Mobile phone users should be wary of logging into wi-fi, even though it’s a more convenient way of accessing data. The warning has been issued by mobile security company Wandera who found a variety of security holes and has published a report that details some of the problems that users of mobile devices could encounter.
The report, which is based on a sample of 100,000 corporate mobile devices on Wandera's network, reveals that 24% of them are using open, often insecure, Wi-Fi networks, and that 12% of the hotspots employees are connecting to overall are open. The vulnerabilities of open wi-fi networks are well known and, according to Wandera, the dangers are real: the company found that 4% of corporate mobile devices came into contact with a man-in-the-middle attack in November.

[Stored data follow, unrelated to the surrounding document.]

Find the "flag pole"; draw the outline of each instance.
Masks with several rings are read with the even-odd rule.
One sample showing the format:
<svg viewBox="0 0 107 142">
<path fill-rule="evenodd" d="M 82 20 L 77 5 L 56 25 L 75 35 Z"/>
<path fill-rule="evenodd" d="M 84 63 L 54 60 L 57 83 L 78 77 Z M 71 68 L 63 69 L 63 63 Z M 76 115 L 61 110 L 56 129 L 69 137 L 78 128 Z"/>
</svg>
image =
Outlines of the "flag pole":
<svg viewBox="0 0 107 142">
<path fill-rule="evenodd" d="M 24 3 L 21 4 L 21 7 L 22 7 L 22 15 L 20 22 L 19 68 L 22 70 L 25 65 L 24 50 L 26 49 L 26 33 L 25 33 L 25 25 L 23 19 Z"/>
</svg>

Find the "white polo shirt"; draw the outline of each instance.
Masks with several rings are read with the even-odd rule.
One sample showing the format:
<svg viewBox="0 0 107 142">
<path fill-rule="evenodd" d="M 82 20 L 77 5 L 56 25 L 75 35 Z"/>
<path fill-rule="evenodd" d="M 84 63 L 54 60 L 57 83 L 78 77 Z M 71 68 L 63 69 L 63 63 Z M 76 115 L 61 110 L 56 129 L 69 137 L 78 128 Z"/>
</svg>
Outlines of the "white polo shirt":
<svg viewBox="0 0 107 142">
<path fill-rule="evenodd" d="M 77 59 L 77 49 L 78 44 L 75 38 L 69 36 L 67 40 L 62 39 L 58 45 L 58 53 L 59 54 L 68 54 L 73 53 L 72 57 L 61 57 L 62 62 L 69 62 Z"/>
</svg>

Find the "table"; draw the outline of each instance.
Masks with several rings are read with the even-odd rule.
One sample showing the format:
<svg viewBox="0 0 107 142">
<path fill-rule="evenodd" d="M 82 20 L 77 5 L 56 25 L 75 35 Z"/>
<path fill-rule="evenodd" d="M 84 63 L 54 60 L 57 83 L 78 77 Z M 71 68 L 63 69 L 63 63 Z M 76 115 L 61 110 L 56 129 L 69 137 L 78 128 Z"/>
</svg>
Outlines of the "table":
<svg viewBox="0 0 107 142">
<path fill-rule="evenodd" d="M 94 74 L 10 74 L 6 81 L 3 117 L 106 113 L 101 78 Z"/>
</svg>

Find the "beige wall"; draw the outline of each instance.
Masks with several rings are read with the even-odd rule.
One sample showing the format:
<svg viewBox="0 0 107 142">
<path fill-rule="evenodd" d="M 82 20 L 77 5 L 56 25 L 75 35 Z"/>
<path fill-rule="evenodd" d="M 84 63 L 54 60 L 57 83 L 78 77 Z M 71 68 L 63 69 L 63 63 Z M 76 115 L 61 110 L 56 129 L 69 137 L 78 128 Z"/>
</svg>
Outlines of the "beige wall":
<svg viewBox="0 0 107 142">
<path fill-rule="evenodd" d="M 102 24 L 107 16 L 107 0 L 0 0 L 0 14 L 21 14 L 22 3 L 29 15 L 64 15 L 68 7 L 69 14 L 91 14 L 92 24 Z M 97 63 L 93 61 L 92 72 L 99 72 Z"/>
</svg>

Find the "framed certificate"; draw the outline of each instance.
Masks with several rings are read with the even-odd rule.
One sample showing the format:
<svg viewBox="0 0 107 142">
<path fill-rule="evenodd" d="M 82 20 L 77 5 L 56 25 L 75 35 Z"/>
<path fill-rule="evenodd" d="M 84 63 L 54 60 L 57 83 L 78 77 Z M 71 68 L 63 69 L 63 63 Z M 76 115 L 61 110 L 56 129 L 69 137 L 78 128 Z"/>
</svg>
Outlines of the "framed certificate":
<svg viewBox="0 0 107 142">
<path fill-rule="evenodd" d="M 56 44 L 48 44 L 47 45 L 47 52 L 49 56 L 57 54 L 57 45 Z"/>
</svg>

It’s not just the connection of laptops that’s a case for concern, there’s a propensity for employees to use wi-fi instead of cellular connectivity. While the cost of using mobile data abroad is so high, or while users are stuck with strict limits on data plans, there will always be a temptation to save costs by opting for wi-fi: it’s a risk that’s not worth taking, says Wandera.
Those who think that Germany, with its emphasis on data privacy, would be a safe place to be are in for a shock. The highest percentage (and most severe) of attacks happened there. But other countries - Mexico, the UK, France and Spain – were also areas of high risk.
Business travellers are particularly prone to risks. The most insecure hotspots are hotels, followed closely by airports. Homes also feature high on the list, suggesting that many users don’t set their own security properly
Wandera offers five tips for travellers: first of all, rather obviously, stay away from open wi-fi when paying bills or buying online. Secondly, use a VPN, if possible. Thirdly, implement a security product that can detect insecure websites. Next, disable automatic connection to available hotspots and finally install a security tool that can detect insecure hotspots.